The first two traceable pieces of debris to arrive on US shores following the 2011 Tōhoku earthquake and tsunami are a soccer ball and a volleyball belonging to two teenagers from the Japanese city of Rikuzentakata and the village of Tanohata, respectively.

Radar technician David Baxter found the two balls while combing the beaches of Middleton Island in the Gulf of Alaska. He and his wife Yumi managed to get in touch with the soccer ball's owner, 16-year-old Misaki Murakami, with the help of a Japanese reporter.

Murakami, who lost all his worldly possessions to the tsunami, said he was able to save himself and his dog by reaching higher ground before the waves hit. He told Kyodo News the ball — which was a treasured going-away gift from his teacher and classmates — was the first and only lost item to be recovered so far.

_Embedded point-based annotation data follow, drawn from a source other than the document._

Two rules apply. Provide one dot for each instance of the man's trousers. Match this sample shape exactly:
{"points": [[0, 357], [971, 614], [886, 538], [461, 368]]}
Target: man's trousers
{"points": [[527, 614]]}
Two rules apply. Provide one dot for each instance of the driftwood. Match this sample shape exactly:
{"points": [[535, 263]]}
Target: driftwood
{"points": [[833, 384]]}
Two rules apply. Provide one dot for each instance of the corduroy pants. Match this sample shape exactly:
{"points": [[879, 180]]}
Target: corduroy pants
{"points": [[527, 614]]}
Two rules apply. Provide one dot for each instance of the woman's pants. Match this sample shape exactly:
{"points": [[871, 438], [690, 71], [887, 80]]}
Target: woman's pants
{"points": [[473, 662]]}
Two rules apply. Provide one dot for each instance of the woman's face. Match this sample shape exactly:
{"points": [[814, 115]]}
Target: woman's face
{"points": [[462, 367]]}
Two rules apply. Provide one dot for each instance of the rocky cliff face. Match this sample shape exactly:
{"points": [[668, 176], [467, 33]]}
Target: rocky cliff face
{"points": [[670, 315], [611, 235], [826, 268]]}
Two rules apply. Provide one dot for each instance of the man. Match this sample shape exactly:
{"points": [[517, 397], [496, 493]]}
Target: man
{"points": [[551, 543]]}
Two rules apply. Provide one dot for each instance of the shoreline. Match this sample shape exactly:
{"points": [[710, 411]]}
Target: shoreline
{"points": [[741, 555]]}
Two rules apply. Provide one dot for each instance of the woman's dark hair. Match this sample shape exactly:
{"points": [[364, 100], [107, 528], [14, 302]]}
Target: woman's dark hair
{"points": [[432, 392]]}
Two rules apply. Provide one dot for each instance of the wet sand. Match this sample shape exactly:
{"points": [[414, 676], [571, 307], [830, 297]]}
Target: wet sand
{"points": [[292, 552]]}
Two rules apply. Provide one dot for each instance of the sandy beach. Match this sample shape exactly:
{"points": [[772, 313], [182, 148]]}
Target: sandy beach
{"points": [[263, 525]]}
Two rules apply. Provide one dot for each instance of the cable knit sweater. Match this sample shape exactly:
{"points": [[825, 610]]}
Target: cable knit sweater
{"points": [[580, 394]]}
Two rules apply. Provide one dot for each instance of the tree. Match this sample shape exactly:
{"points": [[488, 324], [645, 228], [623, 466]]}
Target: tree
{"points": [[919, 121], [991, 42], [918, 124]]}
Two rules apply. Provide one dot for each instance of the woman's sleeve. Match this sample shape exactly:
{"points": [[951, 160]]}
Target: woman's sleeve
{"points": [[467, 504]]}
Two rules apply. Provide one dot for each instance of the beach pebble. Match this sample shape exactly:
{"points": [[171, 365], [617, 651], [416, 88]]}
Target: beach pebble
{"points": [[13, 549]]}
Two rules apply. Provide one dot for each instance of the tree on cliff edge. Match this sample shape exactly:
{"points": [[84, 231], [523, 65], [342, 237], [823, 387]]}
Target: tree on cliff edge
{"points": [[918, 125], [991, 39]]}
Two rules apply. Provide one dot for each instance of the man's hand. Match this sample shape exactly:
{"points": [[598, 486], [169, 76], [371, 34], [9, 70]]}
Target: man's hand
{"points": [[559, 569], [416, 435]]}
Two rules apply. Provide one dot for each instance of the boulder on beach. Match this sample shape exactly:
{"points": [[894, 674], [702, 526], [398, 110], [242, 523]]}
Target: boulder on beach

"It was a big surprise. I've never imagined that my ball has reached Alaska," Murakami said yesterday. "I've lost everything in the tsunami. So I'm delighted. I really want to say thank you for finding the ball."

Meanwhile, the other ball's owner, 19-year-old volleyball player Shiori Sato, appeared before reporters today to offer her own gratitude to Baxer for finding the ball. "I want to say thank you (to the founder) in person," she said.

Sato may get an opportunity to do just that: The Baxters told the Associated Press they plan to travel to Japan next month, although have no plans to personally deliver the balls as "they don't want to create too much of a commotion."